Concussion Prevention and Management Policy

Date Issued and Revised: January 2018

INSTRUCTORS SHALL AT ALL TIMES BE VIGILANT IN ACCESSING POSSIBLE FALLS RISKS AND MAKING PROGRAM PARTICIPANT AWARE OF POTENTIAL HAZARDS. AT LEAST TWO MEANS OF CALLING 911 WILL BE AVAILABLE IN ANY PROGRAM.
IF YOU SUSPECT THAT A PARTICIPANT HAS A CONCUSSION, YOU SHOULD TAKE THE FOLLOWING STEPS:

  1. Call 911
  2. Ensure that the athlete is evaluated by a health care professional experienced in evaluating for concussion. Do not try to judge the seriousness of the injury yourself
  3. Inform the Participant about the possible concussion and give them the fact sheet on concussion.
    CONCUSSION SIGNS AND SYMPTOMS

People who experience one or more of the signs and symptoms listed below after a bump, blow, or jolt to the head or body may have a concussion.

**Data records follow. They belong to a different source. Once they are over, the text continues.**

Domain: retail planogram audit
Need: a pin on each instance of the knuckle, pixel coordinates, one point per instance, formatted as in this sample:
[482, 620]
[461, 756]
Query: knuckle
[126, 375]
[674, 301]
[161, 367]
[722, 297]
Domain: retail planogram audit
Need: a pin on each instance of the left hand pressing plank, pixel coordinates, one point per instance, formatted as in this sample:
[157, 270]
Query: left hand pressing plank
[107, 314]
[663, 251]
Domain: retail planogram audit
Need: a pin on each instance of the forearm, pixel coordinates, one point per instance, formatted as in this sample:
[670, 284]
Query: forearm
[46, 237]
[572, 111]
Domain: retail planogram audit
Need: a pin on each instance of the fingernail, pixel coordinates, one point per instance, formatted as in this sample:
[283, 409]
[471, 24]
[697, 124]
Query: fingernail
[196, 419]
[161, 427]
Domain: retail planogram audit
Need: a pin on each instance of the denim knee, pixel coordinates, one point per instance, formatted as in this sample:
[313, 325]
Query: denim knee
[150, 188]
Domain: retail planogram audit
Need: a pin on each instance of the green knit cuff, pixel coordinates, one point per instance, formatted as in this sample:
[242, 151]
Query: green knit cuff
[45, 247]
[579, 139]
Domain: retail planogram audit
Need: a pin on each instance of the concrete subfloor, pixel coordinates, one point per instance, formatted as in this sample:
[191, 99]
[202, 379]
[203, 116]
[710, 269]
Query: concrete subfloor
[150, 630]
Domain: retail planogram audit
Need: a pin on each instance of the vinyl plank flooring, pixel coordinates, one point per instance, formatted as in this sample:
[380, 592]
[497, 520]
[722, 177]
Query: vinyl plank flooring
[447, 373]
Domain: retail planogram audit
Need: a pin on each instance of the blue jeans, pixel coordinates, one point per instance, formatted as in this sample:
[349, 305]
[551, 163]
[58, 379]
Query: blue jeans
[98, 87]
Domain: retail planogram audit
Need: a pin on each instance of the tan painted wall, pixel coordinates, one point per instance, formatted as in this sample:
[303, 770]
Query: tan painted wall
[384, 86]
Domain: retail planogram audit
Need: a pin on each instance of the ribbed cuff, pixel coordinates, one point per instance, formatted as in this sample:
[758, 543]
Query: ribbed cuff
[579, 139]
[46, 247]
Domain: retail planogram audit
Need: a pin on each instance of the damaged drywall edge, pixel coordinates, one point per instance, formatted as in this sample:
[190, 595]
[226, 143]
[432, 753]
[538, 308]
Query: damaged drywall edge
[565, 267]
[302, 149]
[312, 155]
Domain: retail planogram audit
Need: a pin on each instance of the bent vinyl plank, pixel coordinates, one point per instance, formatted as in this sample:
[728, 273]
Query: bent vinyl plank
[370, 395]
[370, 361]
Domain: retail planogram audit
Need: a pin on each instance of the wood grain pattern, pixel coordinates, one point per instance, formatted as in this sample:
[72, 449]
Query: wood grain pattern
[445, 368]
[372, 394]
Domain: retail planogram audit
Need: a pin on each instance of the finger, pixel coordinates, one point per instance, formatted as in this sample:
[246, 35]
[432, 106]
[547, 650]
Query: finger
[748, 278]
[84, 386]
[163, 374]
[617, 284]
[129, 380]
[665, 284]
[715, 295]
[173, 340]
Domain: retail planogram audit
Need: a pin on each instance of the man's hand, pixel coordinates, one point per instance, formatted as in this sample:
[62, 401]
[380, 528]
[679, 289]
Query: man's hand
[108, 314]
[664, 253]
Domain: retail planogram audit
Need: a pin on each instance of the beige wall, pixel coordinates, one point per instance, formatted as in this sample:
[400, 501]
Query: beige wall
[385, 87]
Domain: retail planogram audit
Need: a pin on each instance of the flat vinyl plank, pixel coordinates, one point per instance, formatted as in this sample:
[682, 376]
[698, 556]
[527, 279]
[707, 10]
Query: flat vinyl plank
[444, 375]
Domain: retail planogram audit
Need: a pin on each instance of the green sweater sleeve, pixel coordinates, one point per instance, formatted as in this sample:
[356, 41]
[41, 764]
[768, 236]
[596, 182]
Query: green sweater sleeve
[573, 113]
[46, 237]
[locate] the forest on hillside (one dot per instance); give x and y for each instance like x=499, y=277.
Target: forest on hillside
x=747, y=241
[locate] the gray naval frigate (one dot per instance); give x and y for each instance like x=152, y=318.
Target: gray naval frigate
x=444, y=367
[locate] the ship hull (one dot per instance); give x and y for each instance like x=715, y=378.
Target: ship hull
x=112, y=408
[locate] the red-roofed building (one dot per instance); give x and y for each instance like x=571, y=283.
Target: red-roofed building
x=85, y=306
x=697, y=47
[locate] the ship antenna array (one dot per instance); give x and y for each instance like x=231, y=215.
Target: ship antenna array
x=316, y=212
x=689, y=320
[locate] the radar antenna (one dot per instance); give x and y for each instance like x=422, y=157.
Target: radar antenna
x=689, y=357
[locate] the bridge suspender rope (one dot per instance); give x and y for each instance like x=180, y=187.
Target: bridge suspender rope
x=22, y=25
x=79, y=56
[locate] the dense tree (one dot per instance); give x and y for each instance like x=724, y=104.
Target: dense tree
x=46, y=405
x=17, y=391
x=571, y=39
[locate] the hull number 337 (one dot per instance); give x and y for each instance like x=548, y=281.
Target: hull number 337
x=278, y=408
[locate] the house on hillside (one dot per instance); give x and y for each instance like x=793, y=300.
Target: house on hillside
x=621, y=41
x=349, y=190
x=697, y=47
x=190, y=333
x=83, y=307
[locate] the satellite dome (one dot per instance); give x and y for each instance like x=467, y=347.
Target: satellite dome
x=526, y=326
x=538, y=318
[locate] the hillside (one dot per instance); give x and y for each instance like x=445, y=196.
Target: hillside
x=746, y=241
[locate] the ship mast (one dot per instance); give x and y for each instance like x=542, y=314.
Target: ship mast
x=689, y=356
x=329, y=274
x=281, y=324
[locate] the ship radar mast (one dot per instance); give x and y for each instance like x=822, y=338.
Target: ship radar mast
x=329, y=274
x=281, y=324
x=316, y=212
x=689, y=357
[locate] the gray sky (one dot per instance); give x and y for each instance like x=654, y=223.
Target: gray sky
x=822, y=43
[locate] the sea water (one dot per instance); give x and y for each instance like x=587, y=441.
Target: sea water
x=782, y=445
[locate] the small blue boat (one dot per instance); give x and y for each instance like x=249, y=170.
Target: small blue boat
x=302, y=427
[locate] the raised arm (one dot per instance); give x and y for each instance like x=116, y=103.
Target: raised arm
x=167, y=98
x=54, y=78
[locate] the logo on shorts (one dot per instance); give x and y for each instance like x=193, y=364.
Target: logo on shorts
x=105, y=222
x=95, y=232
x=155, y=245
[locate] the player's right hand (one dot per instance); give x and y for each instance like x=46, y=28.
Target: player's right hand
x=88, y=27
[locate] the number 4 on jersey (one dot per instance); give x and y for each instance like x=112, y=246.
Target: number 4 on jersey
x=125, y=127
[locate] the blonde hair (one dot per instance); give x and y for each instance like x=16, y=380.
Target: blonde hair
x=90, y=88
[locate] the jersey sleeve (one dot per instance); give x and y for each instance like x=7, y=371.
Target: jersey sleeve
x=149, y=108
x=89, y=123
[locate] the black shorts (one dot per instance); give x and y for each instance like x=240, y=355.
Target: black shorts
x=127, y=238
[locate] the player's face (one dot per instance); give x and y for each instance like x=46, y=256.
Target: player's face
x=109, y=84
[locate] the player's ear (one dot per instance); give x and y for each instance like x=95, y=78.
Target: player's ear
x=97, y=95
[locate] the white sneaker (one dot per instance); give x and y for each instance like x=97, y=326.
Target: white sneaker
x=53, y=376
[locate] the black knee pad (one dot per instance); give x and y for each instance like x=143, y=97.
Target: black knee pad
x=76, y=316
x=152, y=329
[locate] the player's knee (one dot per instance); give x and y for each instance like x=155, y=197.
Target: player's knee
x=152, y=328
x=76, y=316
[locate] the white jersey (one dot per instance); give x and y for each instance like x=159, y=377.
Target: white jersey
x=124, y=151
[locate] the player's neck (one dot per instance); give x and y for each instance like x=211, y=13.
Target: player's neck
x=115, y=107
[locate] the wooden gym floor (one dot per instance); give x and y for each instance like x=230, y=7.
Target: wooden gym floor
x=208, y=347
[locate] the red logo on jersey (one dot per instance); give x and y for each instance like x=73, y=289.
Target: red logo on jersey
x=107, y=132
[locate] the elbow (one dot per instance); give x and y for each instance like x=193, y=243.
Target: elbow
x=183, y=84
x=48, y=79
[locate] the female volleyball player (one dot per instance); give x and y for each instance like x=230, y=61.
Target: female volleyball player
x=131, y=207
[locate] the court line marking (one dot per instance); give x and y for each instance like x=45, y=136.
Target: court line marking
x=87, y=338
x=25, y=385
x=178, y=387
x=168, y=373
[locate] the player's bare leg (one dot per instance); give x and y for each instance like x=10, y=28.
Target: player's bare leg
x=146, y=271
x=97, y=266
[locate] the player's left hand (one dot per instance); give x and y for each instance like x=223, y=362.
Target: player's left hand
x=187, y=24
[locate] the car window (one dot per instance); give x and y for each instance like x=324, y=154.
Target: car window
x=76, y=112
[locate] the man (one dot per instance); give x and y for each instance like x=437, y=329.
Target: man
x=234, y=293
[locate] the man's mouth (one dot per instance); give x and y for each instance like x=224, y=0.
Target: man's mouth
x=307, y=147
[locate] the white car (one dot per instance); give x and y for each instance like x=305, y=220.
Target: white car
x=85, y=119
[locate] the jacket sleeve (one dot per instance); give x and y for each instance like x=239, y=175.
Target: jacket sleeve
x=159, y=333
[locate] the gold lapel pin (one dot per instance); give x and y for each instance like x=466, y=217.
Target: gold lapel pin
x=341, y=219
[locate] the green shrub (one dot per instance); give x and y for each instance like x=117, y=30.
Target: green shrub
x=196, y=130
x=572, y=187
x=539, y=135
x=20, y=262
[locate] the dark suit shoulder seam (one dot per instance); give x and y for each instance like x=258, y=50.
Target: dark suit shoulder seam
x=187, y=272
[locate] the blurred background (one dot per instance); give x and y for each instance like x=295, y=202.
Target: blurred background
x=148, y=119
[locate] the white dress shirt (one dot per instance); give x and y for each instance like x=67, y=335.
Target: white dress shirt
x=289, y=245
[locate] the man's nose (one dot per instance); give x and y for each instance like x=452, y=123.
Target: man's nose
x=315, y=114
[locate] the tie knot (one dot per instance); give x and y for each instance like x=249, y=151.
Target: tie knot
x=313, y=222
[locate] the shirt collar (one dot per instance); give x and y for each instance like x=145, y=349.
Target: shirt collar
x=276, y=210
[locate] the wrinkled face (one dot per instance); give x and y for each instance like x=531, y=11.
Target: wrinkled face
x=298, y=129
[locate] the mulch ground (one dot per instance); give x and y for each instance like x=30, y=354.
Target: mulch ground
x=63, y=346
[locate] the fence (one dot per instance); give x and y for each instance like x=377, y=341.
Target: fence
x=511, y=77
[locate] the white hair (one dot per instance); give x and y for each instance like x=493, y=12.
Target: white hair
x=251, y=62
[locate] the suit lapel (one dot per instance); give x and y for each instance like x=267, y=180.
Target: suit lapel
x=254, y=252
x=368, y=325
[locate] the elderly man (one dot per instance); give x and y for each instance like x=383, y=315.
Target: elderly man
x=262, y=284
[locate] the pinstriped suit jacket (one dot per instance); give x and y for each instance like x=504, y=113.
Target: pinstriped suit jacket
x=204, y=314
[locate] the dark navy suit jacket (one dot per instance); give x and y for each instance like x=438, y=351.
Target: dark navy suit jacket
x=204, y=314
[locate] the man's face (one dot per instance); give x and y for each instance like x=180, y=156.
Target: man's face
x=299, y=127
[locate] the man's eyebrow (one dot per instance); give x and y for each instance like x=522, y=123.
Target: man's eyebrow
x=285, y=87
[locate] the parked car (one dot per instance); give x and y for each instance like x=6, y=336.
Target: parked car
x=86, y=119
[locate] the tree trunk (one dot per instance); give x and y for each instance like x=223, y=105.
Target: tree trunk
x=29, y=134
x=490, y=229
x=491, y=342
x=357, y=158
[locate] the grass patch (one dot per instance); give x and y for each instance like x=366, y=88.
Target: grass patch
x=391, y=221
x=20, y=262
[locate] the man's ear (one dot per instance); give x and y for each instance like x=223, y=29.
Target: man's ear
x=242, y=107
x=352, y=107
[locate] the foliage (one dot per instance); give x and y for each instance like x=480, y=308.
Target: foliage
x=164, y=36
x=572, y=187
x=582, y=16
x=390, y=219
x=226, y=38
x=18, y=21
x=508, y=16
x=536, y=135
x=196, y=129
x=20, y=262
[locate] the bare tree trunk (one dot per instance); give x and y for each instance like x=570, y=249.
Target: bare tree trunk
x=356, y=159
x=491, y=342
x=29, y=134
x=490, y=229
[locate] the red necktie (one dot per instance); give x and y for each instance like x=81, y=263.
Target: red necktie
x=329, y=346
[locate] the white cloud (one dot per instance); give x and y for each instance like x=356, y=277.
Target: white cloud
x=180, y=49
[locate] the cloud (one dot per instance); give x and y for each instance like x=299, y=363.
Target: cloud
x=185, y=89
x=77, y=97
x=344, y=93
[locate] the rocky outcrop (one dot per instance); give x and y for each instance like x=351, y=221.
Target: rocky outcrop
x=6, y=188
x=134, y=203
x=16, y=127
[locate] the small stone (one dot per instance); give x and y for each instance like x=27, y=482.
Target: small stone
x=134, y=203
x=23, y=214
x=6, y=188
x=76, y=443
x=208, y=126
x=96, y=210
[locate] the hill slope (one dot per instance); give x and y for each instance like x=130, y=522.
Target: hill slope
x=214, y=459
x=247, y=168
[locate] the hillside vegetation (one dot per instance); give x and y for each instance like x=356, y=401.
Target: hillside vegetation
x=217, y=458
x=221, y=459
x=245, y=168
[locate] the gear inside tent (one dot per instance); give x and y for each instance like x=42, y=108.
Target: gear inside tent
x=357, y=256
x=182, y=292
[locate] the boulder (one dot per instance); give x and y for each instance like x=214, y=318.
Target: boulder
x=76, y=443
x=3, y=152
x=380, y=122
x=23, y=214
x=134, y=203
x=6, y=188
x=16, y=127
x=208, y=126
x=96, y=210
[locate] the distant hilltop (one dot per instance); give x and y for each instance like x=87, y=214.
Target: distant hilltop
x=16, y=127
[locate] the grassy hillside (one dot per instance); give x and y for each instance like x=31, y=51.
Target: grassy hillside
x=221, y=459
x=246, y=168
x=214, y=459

Symptoms Reported By Participant

  • Headache or “pressure” in head
  • Nausea or vomiting
  • Balance problems or dizziness
  • Double or blurry vision
  • Sensitivity to light
  • Sensitivity to noise
  • Feeling sluggish, hazy, foggy, or groggy
  • Concentration or memory problems
  • Confusion
  • Just not “feeling right” or is “feeling down”

Signs Observed By Instructor

  • Appears dazed or stunned
  • Is confused about assignment or position
  • Forgets an instruction
  • Moves clumsily
  • Answers questions slowly
  • Loses consciousness (even briefly)
  • Shows mood, behavior, or personality changes
  • Can’t recall events prior to hit or fall

Content Source: CDC’s Heads Up Program. Created through a grant to the CDC Foundation from the National Operating Committee on Standards for Athletic Equipment (NOCSAE).